Question

Compute the bulk modulus of water from the following data: Initial volume = 100.0 litre, Pressure increase = 100.0 atm (1 atm = 1.013 × 10⁵ Pa), Final volume = 100.5 litre. Compare the bulk modulus of water with that of air (at constant temperature).

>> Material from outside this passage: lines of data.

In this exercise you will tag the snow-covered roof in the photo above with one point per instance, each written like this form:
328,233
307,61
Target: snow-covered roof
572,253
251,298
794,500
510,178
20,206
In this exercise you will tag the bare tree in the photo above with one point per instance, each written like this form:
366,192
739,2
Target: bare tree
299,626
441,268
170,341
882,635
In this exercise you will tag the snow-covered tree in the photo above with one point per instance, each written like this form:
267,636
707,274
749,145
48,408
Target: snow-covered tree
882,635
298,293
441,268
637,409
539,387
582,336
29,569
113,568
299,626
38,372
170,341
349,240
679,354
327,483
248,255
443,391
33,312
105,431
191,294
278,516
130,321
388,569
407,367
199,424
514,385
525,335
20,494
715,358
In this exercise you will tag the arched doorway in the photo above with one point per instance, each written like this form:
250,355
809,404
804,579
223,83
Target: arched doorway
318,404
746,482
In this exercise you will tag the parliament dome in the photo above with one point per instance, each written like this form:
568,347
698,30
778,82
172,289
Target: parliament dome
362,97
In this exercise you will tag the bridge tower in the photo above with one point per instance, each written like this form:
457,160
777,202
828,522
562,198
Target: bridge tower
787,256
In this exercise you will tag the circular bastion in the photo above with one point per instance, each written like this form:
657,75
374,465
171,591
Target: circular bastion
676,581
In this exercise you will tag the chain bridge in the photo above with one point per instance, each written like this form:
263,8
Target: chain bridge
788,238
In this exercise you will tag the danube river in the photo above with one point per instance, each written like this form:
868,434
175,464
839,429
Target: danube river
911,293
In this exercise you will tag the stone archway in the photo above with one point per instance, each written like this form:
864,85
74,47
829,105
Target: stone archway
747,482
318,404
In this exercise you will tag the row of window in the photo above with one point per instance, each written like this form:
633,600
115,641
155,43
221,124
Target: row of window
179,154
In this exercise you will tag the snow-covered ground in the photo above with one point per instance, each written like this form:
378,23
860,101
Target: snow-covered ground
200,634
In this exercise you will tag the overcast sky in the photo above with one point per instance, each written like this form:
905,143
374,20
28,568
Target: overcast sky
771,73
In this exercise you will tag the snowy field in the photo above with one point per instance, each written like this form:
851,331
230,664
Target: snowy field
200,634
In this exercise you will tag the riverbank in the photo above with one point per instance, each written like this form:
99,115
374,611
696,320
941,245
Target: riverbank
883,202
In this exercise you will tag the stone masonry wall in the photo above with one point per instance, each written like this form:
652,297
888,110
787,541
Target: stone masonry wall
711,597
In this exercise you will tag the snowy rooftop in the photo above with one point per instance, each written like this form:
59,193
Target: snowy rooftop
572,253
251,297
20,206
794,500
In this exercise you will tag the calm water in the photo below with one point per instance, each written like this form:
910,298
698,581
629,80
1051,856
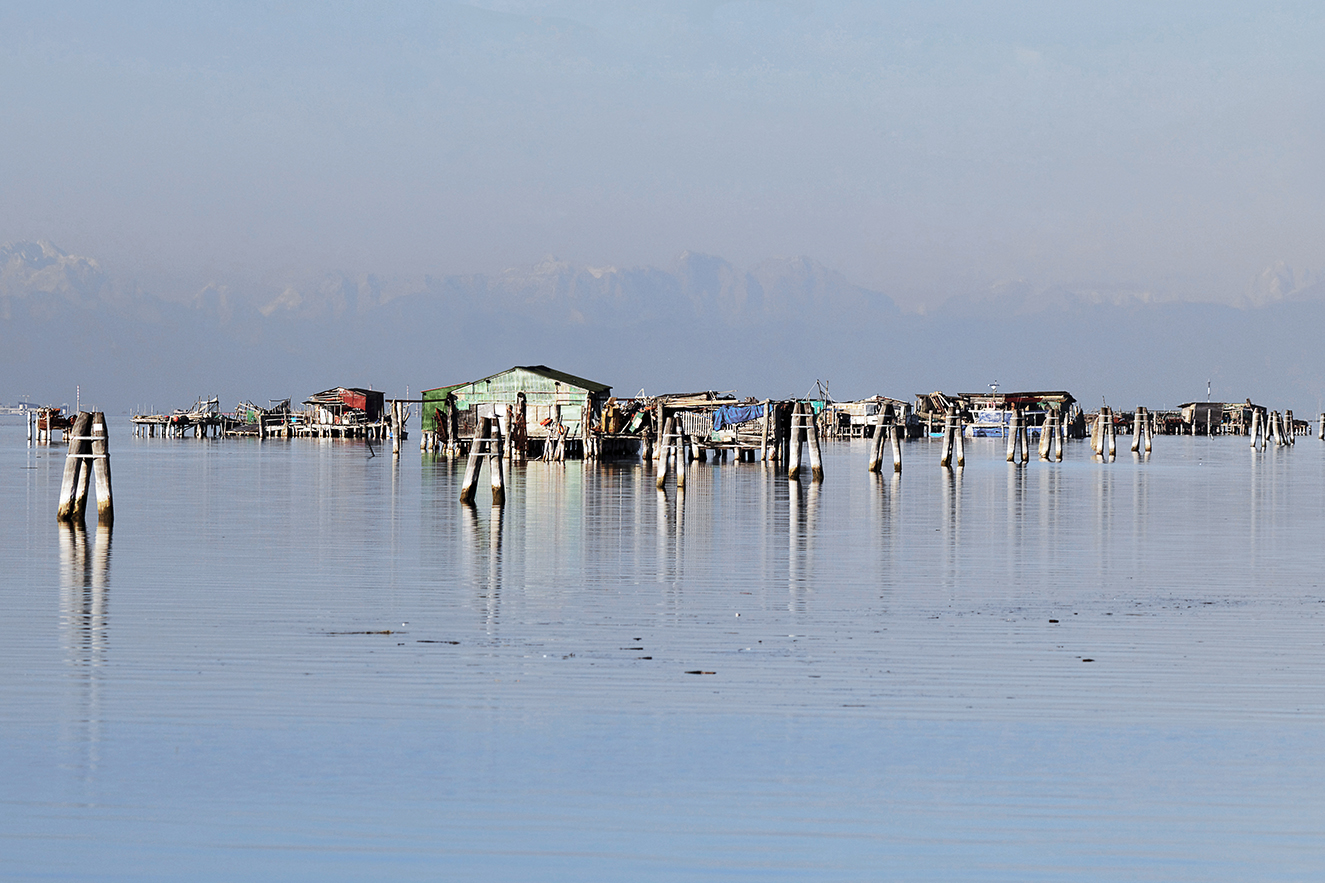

Explain in simple terms why the ratio is so large.

Answer 1

Initial volume, V₁ = 100.0l = 100.0 × 10 ^{- 3} m³
Final volume, V₂ = 100.5 l = 100.5 ×10 ^-3 m³
Increase in volume, ΔV = V₂ - V₁ = 0.5 × 10 ^{- 3} m³
Increase in pressure, Δp = 100.0 atm = 100 × 1.013 × 10 ⁵ Pa

Bulk modulus = \(\frac{Δp }{ ΔV / V_1} =\frac{ Δp × V_1 }{ ΔV} \)

\(= \frac{100 × 1.013 × 10 ^5 × 100 × 10 ^{- 3 }}{ 0.5 × 106^{ - 3 }}\)

= 2.026 × 10 ⁹ Pa
Bulk modulus of air = 1.0 × 10 ⁵ Pa

\(∴\frac{ \text{Bulk modulus of water }}{ \text{Bulk modulus of air} }\)

\(= \frac{2.026 × 10 ^9 }{ 1.0 × 10^ 5 }\)

= 2.026 × 10 ⁴

This ratio is very high because air is more compressible than water.